United States District Court, S.D. Illinois

August 14, 2014

RYAN L. PLEW, # S-03238, Plaintiff,


MICHAEL J. REAGAN, District Judge.

Plaintiff, currently incarcerated at Robinson Correctional Center ("Robinson"), has brought this pro se civil rights action pursuant to 42 U.S.C. § 1983. He claims that his legal and privileged mail has been opened by prison officials, in violation of his constitutional rights.

More specifically, Plaintiff asserts that on four occasions, his "privileged" mail has been opened and treated as regular mail, contrary to prison administrative regulations (Doc. 1, p. 6, Doc. 1-1, pp. 2-3). The first incident mentioned in the complaint occurred on March 26, 2014, but Plaintiff does not describe the nature of the opened letter, nor does he state who sent it to him (Doc. 1, p. 6). The next incident was on May 13 or 15, 2014, [1] when he received an improperly opened letter from the Dentons Law Firm, which had been marked as "Legal Correspondence" (Doc. 1-1, p. 4). Then, on May 14 or 16, he received a letter from the Clerk of this Court (Doc. 1-1, p. 5) which had also been opened. He filed a grievance to request that his "legal or federal" mail not be opened by mail room staff unless he was present (Doc. 1-1, pp. 2-3).

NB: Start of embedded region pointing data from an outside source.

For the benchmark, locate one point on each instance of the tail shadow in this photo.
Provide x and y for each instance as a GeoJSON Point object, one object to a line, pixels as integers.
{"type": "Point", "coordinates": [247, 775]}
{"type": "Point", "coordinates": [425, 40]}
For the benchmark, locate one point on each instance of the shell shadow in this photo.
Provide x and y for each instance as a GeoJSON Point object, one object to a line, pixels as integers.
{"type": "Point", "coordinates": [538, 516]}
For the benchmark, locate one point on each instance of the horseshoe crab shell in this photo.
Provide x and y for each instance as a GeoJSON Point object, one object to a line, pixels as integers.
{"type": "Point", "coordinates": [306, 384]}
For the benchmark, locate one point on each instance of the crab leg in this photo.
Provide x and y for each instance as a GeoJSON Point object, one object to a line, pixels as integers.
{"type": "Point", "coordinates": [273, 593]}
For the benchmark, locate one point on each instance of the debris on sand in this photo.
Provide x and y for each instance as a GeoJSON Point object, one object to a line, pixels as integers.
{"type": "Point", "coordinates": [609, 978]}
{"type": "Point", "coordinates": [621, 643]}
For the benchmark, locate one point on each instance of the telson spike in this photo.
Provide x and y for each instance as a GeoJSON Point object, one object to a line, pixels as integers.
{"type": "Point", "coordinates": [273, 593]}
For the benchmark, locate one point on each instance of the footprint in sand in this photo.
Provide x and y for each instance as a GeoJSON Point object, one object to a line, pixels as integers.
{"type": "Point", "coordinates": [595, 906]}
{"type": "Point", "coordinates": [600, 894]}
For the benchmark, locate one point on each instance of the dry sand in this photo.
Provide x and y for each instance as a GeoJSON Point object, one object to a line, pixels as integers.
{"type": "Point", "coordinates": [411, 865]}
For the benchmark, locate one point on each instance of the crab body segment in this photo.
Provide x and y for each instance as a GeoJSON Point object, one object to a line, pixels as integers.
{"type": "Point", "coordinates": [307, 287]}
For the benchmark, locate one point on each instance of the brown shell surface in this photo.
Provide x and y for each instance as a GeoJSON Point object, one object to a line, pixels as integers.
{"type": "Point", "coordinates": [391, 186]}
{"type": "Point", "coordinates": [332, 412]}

That grievance was upheld, and the response stated that the mailroom was to follow the procedure in DR 525.110[2] in regards to "legal mail" (Doc. 1-1, p. 1).

However, the same problem recurred on June 24, 2014, when a letter to Plaintiff from the John Howard Association arrived after having been opened outside his presence.

Plaintiff now seeks money damages, a declaratory judgment, and an injunction to stop the improper opening of his mail.

Merits Review Pursuant to 28 U.S.C. § 1915A

Under § 1915A, the Court is required to conduct a prompt threshold review of the complaint, and to dismiss any claims that are frivolous, malicious, fail to state a claim on which relief may be granted, or seek monetary relief from an immune defendant.

After fully considering the allegations in Plaintiff's complaint, the Court concludes that this action is subject to summary dismissal.

Although Plaintiff describes four incidents when he believes prison officials failed to comply with the administrative regulations regarding "privileged mail, " not all of his allegations raise constitutional concerns. Legal correspondence directed to prisoners - that is, mail from an attorney or law firm - is entitled to heightened protection. However, mail from a court or from an organization such as the John Howard Association is not "legal mail" - under either a constitutional analysis or as defined within the regulations governing the Illinois Department of Corrections. Under the state administrative regulations cited by Plaintiff, some of the letters he describes may have been "privileged." See ILL. ADMIN. CODE tit. 20, § 525.110 (2014). However, only one of the letters (the correspondence from the Dentons Law Firm) raises a potential constitutional claim as true "legal mail."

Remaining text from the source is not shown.